We are also working to sign the final recommendation/document approval for the Santa Ana Freeway (I-5) widening project from the Artesia Freeway (SR-91) to the San Gabriel River Freeway (I-605), recommending that the Federal Highway Administration approve the final Environmental Impact Report on this very important improvement project.  We anticipate approval by the end of this fiscal year at the Federal level.  I would like to congratulate the I-5 Joint Powers Authority -- and I commend the important partnership and teamwork that is helping to move this project forward.  Our partnership with the Los Angeles County Metropolitan Transportation Authority (Metro), was also instrumental; they have worked closely and cooperatively with Caltrans to put the environmental document together.

These partnerships, like the I-5 widening, and building a new coalition for the I-405 HOV lane project -- not only highlight the challenges we face together, but also highlight the progress we are making.  New and exciting projects on the horizon -- like the initiation of the environmental studies for the I-710 truckway alternatives from the Ports of Los Angeles and Long Beach to State Route 60; and the next segment of I-5 widening from I-605 to I-710, just beginning the environmental process – are a testament to what can be accomplished together through common goals and a team effort. 

We are also working on a revitalized approach to the Long Beach Freeway (I-710) Gap Closure project between the San Bernardino Freeway (I-10) and the Foothill Freeway (I-210) to review new proposals and gain technical information for what is called “route-neutral” studies; for example, working together to bring a wider focus to all options – and not look at one specific route as the total solution.  Caltrans is engaged in meaningful dialogue with elected officials, transportation officials and the communities along the I-710 corridor in order to build another strong coalition for the future of the Long Beach Freeway and the communities along the corridor.

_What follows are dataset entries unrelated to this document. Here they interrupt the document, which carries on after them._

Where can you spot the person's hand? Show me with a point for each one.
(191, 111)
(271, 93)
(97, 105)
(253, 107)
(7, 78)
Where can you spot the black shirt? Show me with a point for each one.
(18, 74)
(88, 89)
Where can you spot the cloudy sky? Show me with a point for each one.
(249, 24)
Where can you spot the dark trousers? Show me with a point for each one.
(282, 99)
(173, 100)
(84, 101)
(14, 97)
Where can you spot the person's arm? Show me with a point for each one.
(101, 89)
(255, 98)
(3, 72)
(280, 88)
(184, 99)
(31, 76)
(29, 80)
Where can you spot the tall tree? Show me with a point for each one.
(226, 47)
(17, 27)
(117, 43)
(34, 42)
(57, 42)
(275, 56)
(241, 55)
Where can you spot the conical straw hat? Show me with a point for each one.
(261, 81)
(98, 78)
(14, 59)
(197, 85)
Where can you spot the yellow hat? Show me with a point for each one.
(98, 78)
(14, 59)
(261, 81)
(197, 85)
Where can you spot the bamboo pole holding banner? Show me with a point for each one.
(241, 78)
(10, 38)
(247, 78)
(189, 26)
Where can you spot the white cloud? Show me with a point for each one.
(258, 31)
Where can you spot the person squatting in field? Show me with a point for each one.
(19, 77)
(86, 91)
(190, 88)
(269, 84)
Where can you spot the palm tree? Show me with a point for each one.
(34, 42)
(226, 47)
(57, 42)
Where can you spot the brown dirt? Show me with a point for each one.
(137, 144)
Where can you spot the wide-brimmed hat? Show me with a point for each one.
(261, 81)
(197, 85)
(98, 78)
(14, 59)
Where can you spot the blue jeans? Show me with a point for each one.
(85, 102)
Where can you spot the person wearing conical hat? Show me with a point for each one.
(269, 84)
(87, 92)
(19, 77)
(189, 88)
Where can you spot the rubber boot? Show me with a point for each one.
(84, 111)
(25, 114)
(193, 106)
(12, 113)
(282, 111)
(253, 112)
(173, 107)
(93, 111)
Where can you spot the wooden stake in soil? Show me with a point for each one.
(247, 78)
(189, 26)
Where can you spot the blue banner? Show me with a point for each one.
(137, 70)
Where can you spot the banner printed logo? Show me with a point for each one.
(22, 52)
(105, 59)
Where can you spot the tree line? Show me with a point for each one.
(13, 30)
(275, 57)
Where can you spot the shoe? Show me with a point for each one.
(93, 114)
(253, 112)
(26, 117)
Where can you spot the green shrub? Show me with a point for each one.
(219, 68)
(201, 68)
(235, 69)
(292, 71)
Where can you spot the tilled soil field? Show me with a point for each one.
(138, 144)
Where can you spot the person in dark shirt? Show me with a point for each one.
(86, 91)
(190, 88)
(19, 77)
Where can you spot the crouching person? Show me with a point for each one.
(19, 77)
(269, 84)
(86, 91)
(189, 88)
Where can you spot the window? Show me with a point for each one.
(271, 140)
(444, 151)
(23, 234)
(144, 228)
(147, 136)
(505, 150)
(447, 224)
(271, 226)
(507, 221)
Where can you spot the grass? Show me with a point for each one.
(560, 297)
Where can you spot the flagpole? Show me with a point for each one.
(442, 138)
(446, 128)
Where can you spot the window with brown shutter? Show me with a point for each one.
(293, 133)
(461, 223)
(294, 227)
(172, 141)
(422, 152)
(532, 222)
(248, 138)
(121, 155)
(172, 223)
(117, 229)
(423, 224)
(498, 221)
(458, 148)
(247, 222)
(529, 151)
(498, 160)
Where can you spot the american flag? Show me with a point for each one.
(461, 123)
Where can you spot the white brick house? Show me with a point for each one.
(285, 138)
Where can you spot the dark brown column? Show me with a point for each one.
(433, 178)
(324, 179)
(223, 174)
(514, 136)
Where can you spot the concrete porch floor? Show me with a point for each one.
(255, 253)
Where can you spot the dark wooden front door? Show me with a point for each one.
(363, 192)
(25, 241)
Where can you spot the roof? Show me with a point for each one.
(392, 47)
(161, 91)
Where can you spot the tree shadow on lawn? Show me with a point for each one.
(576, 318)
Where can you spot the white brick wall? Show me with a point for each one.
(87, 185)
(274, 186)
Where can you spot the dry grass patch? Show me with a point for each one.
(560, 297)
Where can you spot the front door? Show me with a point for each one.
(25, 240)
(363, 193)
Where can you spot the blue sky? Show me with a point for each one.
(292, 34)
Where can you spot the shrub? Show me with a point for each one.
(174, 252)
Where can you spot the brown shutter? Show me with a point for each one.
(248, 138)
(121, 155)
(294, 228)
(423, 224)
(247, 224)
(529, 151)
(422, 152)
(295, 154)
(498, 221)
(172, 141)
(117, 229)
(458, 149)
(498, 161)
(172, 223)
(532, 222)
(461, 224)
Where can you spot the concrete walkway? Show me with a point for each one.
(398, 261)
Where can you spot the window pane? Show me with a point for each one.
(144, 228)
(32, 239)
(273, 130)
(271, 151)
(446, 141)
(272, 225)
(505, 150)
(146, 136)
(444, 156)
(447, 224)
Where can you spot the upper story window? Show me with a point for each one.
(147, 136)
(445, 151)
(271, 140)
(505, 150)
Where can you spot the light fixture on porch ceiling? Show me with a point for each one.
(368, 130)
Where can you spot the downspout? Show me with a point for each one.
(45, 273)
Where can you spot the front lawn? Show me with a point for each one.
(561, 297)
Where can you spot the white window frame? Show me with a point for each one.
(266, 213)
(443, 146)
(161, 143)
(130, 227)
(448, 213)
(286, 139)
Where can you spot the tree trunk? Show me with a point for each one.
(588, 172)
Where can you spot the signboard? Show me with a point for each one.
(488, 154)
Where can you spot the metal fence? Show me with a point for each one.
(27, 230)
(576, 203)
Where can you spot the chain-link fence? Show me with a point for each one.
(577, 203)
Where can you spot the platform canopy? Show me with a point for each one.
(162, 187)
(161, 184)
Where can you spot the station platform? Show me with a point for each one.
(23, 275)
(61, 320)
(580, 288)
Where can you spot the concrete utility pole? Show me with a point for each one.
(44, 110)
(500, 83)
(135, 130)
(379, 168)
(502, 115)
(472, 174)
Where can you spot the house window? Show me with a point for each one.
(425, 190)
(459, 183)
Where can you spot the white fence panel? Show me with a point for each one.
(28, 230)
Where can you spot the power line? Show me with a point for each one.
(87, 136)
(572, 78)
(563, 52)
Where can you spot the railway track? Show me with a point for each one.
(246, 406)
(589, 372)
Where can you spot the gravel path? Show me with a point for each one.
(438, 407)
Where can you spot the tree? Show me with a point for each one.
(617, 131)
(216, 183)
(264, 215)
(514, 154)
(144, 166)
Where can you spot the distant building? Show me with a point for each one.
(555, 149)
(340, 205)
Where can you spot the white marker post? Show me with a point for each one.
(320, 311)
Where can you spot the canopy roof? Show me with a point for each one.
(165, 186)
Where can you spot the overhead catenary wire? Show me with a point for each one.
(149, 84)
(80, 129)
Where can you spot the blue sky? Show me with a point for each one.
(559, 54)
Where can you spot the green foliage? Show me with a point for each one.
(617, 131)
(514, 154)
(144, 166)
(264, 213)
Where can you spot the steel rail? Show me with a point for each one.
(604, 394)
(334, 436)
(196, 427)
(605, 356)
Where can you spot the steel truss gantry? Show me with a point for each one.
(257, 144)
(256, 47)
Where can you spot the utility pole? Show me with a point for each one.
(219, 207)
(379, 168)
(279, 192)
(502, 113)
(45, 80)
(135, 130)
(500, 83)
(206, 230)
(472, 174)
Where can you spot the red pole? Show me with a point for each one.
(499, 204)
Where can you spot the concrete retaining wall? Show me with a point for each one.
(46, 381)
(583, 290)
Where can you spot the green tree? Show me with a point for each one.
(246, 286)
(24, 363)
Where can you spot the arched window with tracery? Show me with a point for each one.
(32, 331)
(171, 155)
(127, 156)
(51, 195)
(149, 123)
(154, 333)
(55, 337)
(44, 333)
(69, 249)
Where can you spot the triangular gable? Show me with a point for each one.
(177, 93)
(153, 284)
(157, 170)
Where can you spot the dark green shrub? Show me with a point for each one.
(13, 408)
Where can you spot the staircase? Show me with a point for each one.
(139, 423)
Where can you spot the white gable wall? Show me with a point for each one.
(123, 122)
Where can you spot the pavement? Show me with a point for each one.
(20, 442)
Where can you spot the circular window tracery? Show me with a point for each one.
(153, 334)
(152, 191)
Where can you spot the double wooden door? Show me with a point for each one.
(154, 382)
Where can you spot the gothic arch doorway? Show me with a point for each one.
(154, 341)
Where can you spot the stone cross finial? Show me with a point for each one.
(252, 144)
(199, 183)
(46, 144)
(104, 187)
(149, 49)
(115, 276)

All of these essential undertakings are helping Caltrans to focus on our important task at hand -- to improve mobility across California -- to get people where they need to go faster, safer and more efficiently, while always taking community impacts into consideration.  We are accomplishing these goals as part of a larger team.  Learning from past accomplishments and moving forward into important and developing coalitions -- and being an active part of a team working closely and cooperative with the communities along the way -- are all keys to achieving our common goals.